Hi,
I have created a custom analyzer to recognize special characters in my files such as @,-, /, etc
Here is my custom analyzer when i am creating the index:
PUT /s3/
{
"settings": {
"index": {
"number_of_shards": 1,
"number_of_replicas": 1
},
"analysis": {
"analyzer": {
"my_analyzer": {
"type": "custom",
"filter": [
"lowercase"
],
"tokenizer": "whitespace"
}
}
}
},
"mappings": {
"dynamic": true,
"properties": {
"file": {
"properties": {
"filename": {
"type": "keyword",
"store": true
}
}
},
"content": {
"type": "text",
"analyzer": "my_analyzer"
}
}
}
}
Then I am running fsCrawler to index all files in the folder with custom analyzer.

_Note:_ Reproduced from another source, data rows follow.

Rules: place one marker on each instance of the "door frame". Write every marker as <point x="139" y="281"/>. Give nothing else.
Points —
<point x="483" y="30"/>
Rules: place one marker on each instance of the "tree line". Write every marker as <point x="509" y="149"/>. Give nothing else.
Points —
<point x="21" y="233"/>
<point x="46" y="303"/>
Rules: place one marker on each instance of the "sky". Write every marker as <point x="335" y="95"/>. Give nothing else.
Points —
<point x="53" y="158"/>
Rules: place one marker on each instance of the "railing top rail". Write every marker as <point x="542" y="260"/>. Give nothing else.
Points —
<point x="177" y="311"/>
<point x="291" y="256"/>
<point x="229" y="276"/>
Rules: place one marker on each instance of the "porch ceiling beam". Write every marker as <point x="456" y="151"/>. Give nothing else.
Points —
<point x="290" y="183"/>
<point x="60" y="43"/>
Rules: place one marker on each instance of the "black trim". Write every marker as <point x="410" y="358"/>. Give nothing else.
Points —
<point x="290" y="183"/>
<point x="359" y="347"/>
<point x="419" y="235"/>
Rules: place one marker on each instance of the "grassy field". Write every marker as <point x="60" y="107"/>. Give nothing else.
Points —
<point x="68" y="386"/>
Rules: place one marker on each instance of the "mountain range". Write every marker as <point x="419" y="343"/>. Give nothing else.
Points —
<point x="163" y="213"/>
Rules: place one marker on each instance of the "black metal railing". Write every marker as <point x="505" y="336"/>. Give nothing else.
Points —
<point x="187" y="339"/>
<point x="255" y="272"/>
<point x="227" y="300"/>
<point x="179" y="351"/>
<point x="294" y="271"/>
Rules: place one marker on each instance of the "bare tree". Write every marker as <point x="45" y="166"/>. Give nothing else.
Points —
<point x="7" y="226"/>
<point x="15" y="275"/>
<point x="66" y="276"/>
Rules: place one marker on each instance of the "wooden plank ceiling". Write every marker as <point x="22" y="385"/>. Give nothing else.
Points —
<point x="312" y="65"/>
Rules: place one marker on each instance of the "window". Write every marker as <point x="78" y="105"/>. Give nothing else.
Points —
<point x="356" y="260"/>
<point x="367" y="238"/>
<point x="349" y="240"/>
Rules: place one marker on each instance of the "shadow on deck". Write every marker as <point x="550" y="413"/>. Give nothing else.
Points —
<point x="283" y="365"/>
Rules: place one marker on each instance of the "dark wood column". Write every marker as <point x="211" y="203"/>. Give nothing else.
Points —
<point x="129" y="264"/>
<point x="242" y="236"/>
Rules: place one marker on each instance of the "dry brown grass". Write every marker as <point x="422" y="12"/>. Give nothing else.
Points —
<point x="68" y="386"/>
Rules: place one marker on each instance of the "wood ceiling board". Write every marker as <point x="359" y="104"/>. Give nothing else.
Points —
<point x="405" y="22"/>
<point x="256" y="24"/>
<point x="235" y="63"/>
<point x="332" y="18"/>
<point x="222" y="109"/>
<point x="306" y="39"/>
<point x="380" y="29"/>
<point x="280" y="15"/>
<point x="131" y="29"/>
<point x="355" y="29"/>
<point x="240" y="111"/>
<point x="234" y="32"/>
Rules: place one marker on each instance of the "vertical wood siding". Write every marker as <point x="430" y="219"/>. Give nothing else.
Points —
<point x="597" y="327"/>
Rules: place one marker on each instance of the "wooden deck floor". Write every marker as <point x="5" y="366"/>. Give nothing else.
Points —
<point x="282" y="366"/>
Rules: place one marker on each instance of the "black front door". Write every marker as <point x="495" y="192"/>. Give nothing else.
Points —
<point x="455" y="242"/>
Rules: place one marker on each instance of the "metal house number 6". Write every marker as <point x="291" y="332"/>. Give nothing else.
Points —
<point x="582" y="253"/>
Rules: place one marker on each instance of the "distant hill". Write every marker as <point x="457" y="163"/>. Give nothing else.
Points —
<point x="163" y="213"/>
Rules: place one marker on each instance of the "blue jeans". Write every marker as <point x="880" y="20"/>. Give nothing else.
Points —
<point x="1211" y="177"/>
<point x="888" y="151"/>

But when I the search query with regular expression as input, only few files are showing the correct highlight content, other files hit content is partial.
For example:
my input term = [0-9]{3}-[0-9]{2}-[0-9]{4}
Python code:
s = Search(using=client, index="s3").query("regexp", content=pattern)
s = s.highlight('content')
for hit in s.scan():
hit_dict = hit.to_dict()
hit_dict['meta'] = hit.meta.to_dict()
print('{} {} {} {}'.format(format(hit_dict['meta']['index'], hit_dict['file']['filename'], hit_dict['meta']['highlight']['content']))
In the ouput I see:
s3 biopicsbcd.csv ['Avildsen\t1\tLane Frost\tAthlete\tUnknown\t\t0\tMale\tLuke Perry\t\tJeh-1341
<em>324-55-2633</em>25#gjw\n\t84 Charing Cross']
s3 beauty212bcd.csv ['sfnkjn241@outo.ogt\n\t7.96\t35\t0\t1\t0\t1\t0\t0\t10\t4\t1-2-1827 21/23/2243\n\t11.57\t38\t0\t1\t0\t0\t1\t1\t16\t3\tJeh-1341 `<em>324</em>`']
Both files have exact same SSN, but one is highlighted fully another is highlighted partially.
Could you please tell me, is this because of my custom analyzer or is it a highlighter issue?
-Lisa